Harjid adalah bos dari sebuah perusahaan yang bergerak dalam usaha jual beli pinang dengan nama PT Sari Nur. Lokasi perusahaan ini berada di jalan lintas Kuala Tungkal (Ibu Kota Kabupaten Tanjabbar) menuju Kota Jambi. Tepatnya di daerah Sei Saren, Kelurahan Bram Itam Kiri, Kecamatan Bram Itam.

Andi, salah seorang pedagang pinang di Kabupaten Tanjabbar, mengatakan ulah Harjid memang benar-benar kelewatan. Cerita bermula saat para pedagang pinang di Tanjabbar menjual pinang hasil pembelian dari para petani kepada perusahaan milik Harjid, yakni PT Sari Nur.

"Kami tertarik karena dia (Harjid) berani membayar lebih tinggi dibanding perusahaan lain," ujar Andi saat dihubungi Liputan6.com, Kamis malam, 4 Januari 2018.

Menurut Andi, PT Sari Nur berani membeli pinang antara Rp 20 ribu hingga Rp 22 ribu per kilogram. Padahal, perusahaan lain rata-rata membeli pinang dari pedagang berkisar antara Rp 16 ribu hingga Rp 18 ribu saja.

"Tapi memang dia (Harjid) tidak langsung membayar. Diutang dulu, setelah tiga kali kita setor pinang, baru dia bayar," imbuh Andi.

Cara Harjid berani membeli harga pinang lebih tinggi dibanding perusahaan lain memancing para pedagang atau pengepul antre menjual pinangnya ke PT Sari Nur.

 

Masuk DPO

Pinang Jambi
Lokasi PT Sari Nur yang sudah diberi garis polisi. (Foto: Istimewa/B Santoso)

Nirman, salah seorang pedagang pinang lain mengatakan, dalam sekali mengirim pinang ke PT Sari Nur bisa mencapai 10 ton. Jumlah pedagang yang menjual pinang ke Harjid juga tidak sedikit mencapai puluhan orang.
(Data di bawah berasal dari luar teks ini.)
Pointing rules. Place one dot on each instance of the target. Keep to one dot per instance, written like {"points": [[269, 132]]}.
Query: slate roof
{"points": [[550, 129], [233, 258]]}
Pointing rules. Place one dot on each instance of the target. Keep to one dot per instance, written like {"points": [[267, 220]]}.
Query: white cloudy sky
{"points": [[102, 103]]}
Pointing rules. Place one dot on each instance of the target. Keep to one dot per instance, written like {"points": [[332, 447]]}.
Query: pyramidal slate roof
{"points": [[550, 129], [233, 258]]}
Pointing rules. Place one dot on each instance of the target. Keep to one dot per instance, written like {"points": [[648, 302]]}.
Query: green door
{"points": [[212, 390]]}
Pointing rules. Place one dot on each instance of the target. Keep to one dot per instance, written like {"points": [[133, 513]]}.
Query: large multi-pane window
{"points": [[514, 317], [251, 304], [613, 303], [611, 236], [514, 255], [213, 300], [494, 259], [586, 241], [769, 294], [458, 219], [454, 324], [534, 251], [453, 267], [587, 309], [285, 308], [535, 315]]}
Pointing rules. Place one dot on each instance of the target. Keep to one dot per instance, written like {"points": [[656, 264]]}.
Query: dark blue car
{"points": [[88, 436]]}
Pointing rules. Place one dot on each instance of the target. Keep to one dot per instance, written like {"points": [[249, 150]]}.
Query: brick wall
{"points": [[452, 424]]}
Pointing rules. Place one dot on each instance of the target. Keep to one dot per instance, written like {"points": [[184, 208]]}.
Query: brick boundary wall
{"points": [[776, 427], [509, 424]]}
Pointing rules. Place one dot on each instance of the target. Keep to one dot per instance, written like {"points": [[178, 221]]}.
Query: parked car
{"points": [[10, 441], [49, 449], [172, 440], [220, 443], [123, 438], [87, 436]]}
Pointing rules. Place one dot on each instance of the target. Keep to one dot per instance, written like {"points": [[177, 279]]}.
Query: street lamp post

"Saya rugi Rp 350 juta karena pinang yang saya kirim belum dibayar Harjid. Ada pedagang lain sampai stres karena rugi miliaran rupiah, tidak dibayar," ujar Nirman.

Akibat peristiwa itu, sejumlah pedagang pinang di Tanjabbar sempat ingin menyegel rumah serta perusahaan PT Sari Nur pada 29 Desember 2017. Namun, hal itu bisa dicegah aparat kepolisian. Kini lokasi PT Sari Nur sudah diberi garis polisi.

Akibat ulahnya itu, bos PT Sari Nur, Harjid Singh, dilaporkan sejumlah pedagang pinang ke Polres Tanjabbar.

Kapolres Tanjabbar AKBP ADG Sinaga mengatakan, sementara sudah ada 12 orang korban yang melapor ke Mapolres Tanjabbar.

"Kerugian cukup besar, ditaksir mencapai Rp 22 miliar," ujar Sinaga.

Polres Tanjabbar juga sudah menetapkan Harjid sebagai tersangka dan masuk dalam Daftar Pencarian Orang (DPO). Kepolisian Tanjabbar sebelumnya telah berkoordinasi dengan pihak imigrasi untuk mencegah Harjid kabur ke luar negeri.

"Kita juga mengimbau apabila ada warga yang merasa menjadi korban melapor ke Polres Tanjabbar," imbuhnya.

Buah Primadona

Pinang Jambi
Proses perawatan yang dinilai mudah dan murah menjadikan pinang mulai menjadi primadona sebagian petani di Provinsi Jambi. (Liputan6.com/B Santoso)

Kabupaten Tanjabbar memang sudah lama dikenal sebagai lumbung pinang di Provinsi Jambi. Dalam satu tahun ratusan ton pinang dikirim dari Pelabuhan Kuala Tungkal di Kabupaten Tanjabbar ke luar negeri. Seperti Singapura, Malaysia, China dan yang terbesar adalah India.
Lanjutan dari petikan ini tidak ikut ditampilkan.